One of the top dividend picks on Wall Street right now is OneMain Holdings (OMF). This financial services company focuses on non-prime customers and offers an attractive dividend yield of 8.1%. In addition to regular dividends, the company also engages in share repurchases, further boosting shareholder returns. Analysts like Kenneth Lee from RBC Capital have updated their models and estimates for OMF stock, raising the price target to $55 from $50. Lee cited the company’s reliable business model and capital generation ability as reasons for the increase. He also mentioned OMF’s high return on tangible common equity, estimated to be over 40%. Despite these positive factors, there are still risks involved in investing in OMF, including potential changes in the non-prime personal loan markets.
Another dividend stock to consider is Walmart (WMT). The retail giant recently announced a 9% increase in its annual dividend, reaching 83 cents per share, marking the company’s 51st consecutive year of dividend raises. Walmart pays a dividend yield of 1.4%, making it an attractive option for income-focused investors. Analyst Corey Tarlowe from Jefferies reiterated a buy rating on WMT stock with a price target of $70 after a meeting with Walmart’s management. Tarlowe highlighted several positive aspects of the company, including improvements in customer experience, increased private label penetration, and growth in the international segment. However, it is important to note that investing in Walmart carries risks, such as changes in consumer behavior and competition from other retailers.

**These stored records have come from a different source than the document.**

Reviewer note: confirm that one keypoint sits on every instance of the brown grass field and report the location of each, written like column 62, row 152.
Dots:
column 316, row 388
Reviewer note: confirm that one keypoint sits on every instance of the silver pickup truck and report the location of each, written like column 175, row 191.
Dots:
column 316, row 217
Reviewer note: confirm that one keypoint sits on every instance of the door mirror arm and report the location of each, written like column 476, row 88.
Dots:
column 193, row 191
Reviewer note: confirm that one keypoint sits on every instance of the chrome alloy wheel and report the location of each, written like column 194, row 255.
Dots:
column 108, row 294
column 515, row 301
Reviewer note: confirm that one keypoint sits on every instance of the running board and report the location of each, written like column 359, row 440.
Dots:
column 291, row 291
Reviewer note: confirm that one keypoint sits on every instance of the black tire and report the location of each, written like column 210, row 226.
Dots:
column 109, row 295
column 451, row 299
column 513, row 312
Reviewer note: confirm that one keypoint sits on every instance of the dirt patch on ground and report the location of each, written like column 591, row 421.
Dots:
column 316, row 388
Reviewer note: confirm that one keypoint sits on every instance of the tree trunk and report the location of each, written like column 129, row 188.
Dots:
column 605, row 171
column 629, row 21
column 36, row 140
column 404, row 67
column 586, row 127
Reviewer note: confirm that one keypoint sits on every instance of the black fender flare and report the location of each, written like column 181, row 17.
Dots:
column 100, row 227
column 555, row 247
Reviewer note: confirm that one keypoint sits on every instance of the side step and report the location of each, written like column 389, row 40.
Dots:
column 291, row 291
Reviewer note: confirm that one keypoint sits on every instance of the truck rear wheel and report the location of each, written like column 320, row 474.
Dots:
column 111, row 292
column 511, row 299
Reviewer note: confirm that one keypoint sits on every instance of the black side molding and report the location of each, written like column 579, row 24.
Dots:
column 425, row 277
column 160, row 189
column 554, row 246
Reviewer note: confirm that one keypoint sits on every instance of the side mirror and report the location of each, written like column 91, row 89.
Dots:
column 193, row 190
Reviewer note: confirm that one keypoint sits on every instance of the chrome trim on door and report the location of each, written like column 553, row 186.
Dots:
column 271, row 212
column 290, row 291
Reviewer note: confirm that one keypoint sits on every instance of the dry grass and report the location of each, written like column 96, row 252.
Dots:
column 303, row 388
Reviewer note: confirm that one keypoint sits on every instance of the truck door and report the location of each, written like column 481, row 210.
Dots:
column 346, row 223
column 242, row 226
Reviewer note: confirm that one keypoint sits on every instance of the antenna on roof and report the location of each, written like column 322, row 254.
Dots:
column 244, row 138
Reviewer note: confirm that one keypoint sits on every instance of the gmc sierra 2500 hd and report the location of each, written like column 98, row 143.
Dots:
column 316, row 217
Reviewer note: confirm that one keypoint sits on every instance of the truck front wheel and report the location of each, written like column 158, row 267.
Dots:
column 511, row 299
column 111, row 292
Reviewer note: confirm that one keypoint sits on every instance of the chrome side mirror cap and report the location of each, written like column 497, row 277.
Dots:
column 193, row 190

The third dividend stock recommended by Wall Street analysts is oilfield services company Schlumberger (SLB). SLB recently announced better-than-anticipated fourth-quarter results and increased its quarterly cash dividend by 10%. With a dividend yield of 2%, SLB presents a solid income opportunity for investors. Goldman Sachs analyst Neil Mehta added SLB to its U.S. Conviction List with a price target of $62. Mehta praised SLB as a leading energy services provider and highlighted its strong free cash flow generation. He also mentioned SLB’s digital business, which has the potential to drive future growth. Despite these positive aspects, investing in SLB comes with risks related to fluctuations in oil prices and changes in the energy market.
Dividend-paying stocks can be a valuable addition to an investor’s portfolio, providing stability and income. However, it is important to conduct thorough research and consider the advice of experienced analysts before making investment decisions. Each of the three dividend stocks mentioned – OneMain Holdings, Walmart, and Schlumberger – offer unique opportunities and risks that should be carefully weighed before investing. By staying informed and staying vigilant, investors can make sound choices when it comes to dividend stocks.